Early accounts of the Phainopepla described nesting behavior in southern California woodlands (Merriam 1896a, Myers Myers 1907, Myers 1908, Myers 1909b) and in Arizona's Sonoran Desert (Rand and Rand 1943). More recently, Walsberg (Walsberg 1977) compared social behavior and daily energy expenditure of desert and woodland populations. In the desert, Phainopeplas are inextricably linked to desert mistletoe, upon which they subsist almost entirely in winter. Noted as early as 1914 (Grinnell 1914b), this reliance on desert mistletoe has spurred studies on the morphological specialization of the Phainopepla digestive system (Walsberg 1975), the impact of the fruit-eating specialist on desert mistletoe seed dispersal (Larson Larson 1991, Larson 1996), and fluctuations in mistletoe berry crops as a determinant of Phainopepla breeding success (Walsberg 1977, Anderson and Ohmart 1978). Ongoing investigations include microgeographic study of population genetics (R. Fleischer and W. Boarman pers. comm.), comparison of mating strategies of territorial and loosely colonial Phainopeplas (MC), and description of the diverse vocal repertoire of the species, including imitations of other birds that both sexes use in distress calls (MC).
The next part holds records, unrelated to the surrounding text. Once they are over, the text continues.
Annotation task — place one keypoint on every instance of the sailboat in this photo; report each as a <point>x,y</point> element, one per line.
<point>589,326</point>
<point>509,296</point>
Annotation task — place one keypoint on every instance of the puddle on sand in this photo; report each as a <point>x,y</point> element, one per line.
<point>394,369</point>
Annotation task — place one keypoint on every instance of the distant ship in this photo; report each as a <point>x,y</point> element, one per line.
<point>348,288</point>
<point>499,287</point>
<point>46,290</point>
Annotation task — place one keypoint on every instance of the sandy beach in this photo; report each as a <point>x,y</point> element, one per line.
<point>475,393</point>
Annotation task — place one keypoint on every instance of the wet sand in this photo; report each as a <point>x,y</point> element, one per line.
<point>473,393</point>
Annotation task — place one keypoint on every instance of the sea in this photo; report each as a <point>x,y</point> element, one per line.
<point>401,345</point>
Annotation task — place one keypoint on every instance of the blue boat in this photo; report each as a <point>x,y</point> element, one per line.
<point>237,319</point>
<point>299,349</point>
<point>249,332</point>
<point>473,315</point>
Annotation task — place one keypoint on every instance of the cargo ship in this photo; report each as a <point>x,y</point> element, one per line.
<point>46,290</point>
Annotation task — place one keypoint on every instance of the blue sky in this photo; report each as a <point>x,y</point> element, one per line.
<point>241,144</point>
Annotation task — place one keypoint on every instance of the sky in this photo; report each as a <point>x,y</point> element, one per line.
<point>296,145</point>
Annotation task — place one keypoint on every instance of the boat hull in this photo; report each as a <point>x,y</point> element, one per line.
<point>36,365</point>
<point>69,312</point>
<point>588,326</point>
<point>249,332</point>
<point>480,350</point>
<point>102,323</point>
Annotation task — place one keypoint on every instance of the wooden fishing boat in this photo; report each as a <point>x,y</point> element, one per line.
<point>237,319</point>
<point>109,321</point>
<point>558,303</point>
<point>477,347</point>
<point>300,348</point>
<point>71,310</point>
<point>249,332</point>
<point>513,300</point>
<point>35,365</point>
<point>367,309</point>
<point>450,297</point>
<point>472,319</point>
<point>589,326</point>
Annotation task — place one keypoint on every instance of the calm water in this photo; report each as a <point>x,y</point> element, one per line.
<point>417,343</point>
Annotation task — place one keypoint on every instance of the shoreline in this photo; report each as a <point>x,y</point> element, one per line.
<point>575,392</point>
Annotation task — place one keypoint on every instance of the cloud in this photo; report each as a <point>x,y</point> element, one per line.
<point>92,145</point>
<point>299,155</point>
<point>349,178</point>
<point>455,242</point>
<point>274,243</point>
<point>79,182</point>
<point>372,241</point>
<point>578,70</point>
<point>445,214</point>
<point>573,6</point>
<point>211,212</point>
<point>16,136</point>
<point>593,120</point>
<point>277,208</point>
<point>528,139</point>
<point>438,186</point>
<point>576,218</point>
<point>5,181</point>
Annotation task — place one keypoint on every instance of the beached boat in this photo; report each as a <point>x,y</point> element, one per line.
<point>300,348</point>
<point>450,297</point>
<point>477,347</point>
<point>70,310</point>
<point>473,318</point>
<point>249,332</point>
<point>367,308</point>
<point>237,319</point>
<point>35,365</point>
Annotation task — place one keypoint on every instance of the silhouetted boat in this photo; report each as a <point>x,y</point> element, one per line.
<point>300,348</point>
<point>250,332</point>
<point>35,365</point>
Ever since Gilman (Gilman 1903b) noted the disjunct breeding seasons and habitats of the Phainopepla, various authors have remarked on the question of whether the same birds breed in both seasons (Dawson 1923, Crouch 1943, Phillips et al. 1964a, Walsberg 1977). If so, Phainopeplas would be behaviorally flexible-in migration, breeding, and social structure-to a degree not documented in any other North American bird. All major studies of Phainopeplas have been conducted in the United States, and comparable data on breeding habitats and migratory movement in Mexico are lacking, including such basic information as the extent of any north-south migration over the border. The question of whether the remarkable behavioral flexibility of the Phainopepla is exhibited by individuals or by separate populations of birds remains an unresolved and pressing issue.